Op al deze terreinen toonde De Vries zich een man van inzicht en initiatief. En alsof deze werkzaamheden nog niet voldoende waren voerde hij van 1932 tot 1938 praktisch op z'n eentje de hoofdredactie van de vijfde druk der Winkler Prins Encyclopedie. De Vries was een boeiend spreker en een boeiend hoogleraar, maar door zijn autoritaire overtuigingen ook een weinig benaderbaar man. In de Tweede Wereldoorlog brachten zijn opvattingen hem tot een vorm van collaboratie met de Duitse bezetters die hem na de oorlog zijn positie zou kosten. Zodra de bezetting in 1940 een feit was riep hij in een brochure. Naar een betere toekomst, op een streep te zetten onder het verleden, de democratie en het individualisme. Hij wees daarbij op het Duit se voorgaan op de weg die ook Nederland zou moeten gaan naar leiderschap en dienst aan de natie. Men vindt hier de neerslag van De Vries' ongetwijfeld oprechte overtuiging dat de tijd voor een nieuwe start was gekomen. We hoeven slechts te herinneren aan zijn reeds in de Arnhemse tijd uitgesproken antidemocratische gevoelens; voegen we daar het algemene beeld van zijn autocratische persoonlijkheid aan toe, dan mag het niet verwonderen dat De Vries in 1940 de weg volgde die hij is gegaan. Hij had in sommige opzichten beter kunnen weten, althans beter op de hoogte kunnen zijn van de verderfelijke tendenties in het nationaal-socialisme. Zijn conservatieve Leidse collega Huizinga toonde zich er reeds in een vroeg stadium niet blind voor. Maar De Vries' eigen aard, gevoegd wellicht bij zijn predispositie voor de Duitse wetenschap, bracht hem van een op zich zelf legitieme wetenschappelijke belangstelling tot een acceptatie van de nieuwe Duitse orde. Niet dat hij daarbij kritiekloos in het Duitse vaarwater voer. Zo waarschuwde hij in 1941 in het woord vooraf van zijn boek De Germanen tegen 'voorstellingen die in een al te onkritische geestdrift haar oorsprong vinden' (blz. VI). In oorlogstijd produceerde hij bovendien een standaardwerk als de Altnordische Literaturgeschichte (1941-1942. 2 dl.; herz. uitg. 1964-1967). Ook weigerde hij lid te worden van de NSB. Maar hij trad wel op als vice-président van de Nederlandse Kultuurkamer, terwijl hij in radiolezingen en publikaties blijk gaf van zijn sympathie voor het nationaal-socialisme. Later kwam daar nog bij het zich als begunstiger aanmelden bij de Germaansche ss. Toen de zaak voor de Duitsers verloren bleek vluchtte De Vries met z'n gezin in september 1944 naar Leipzig.

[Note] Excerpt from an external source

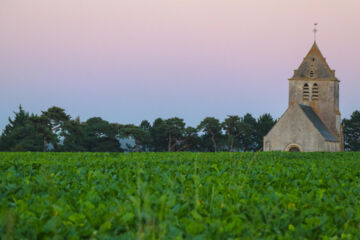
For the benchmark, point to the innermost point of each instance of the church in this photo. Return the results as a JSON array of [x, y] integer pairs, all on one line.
[[312, 121]]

Op 27-2-1946 werd hij ontslagen als hoogleraar aan de Leidse Universiteit; zijn lidmaatschappen van de Koninklijke Nederlandse Akademie van Wetenschappen en de Maatschappij der Nederlandse Letterkunde te Leiden werden vervallen verklaard. Op 11-6-1948 verleende de Hoge Autoriteit fiat-executie op de uitspraak van het Tribunaal voor het Arrondissement 's-Gravenhage van 24-5-1948 waarbij De Vries schuldig werd verklaard aan een ernstig geval van intellectuele collaboratie. Als bijzondere maatregelen werden internering, beperkt tot de duur van de in verzekerde bewaring te Vught vanaf 10-10-1946 doorgebrachte tijd, en uitsluiting van actief en passief kiesrecht opgelegd.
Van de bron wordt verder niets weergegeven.